As you advertise on the guild board, you pop over to a few other guilds. They have many members, and offer giveaways. Oh! Bright idea you think. *light bulb pops up* Not so fast. Neopets does not allow giveaways, as they can be a scam. I understand your generosity, and you can randomly pick members and give them items. However, you may not display or post it in any form. A great way to look generous is 1 NP auctions. Just accept guild members as your neofriend and they will be able to receive the items for almost free. When other users see these auctions through searches, they will be more apt to join your guild.
As more members begin to pour in, the standards held on activeness go up. This means, if your guild has only 10 members, users do not expect 1,000 messages. However, if your guild has 200 members, it should not have only 10 messages.
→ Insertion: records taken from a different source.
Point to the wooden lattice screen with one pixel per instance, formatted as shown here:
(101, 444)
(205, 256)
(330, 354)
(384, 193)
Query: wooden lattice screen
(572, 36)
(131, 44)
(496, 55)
The more active your guild looks, the more likely people are to join. A great way to promote activeness like thinking is ‘bashes’. This means designate a time such as 6:00 PM NST on Friday in which members should try to be online. Post it on the guild’s front page. These can be quite fun, and tend to run late. Don’t be disappointed however if your first one is a drag, try a different time instead. Soon messages will be flowing!
Another extra that larger guilds like to have is a webbie, or website. They often contain guides, graphics, and guild links. Some chose to host these on pet’s page, but when you find yours growing, ask around the guild boards for a good host. Website layouts can be premade, but once again as around the boards for a nice person to make you one if possible. The same general rules apply for website layouts as guild layouts. Don’t forget – You will have to link to the website from a pet’s page as non-Neopets links are not allowed in guilds.
Finally, a major choice most guilds decide at one point or another is whether to go private. When choosing, make sure you have enough active members to keep the guild going, as well as a way to gain new members. For instance, if your guild is a battledome themed guild and you decide to go private, make a pet’s page with the stat requirements and a way for prospective members to contact you.
In conclusion, there are many different aspects to creating a successful guild. A unique theme, great layout, and friendly council and members are good starters. Continue to add on with activities, organized bashes, and a website. Throughout all this, continue advertising on the guild boards and in your shop. Consider taking out a noticeboard add to increase awareness. Good luck to all future spectacular guild leaders!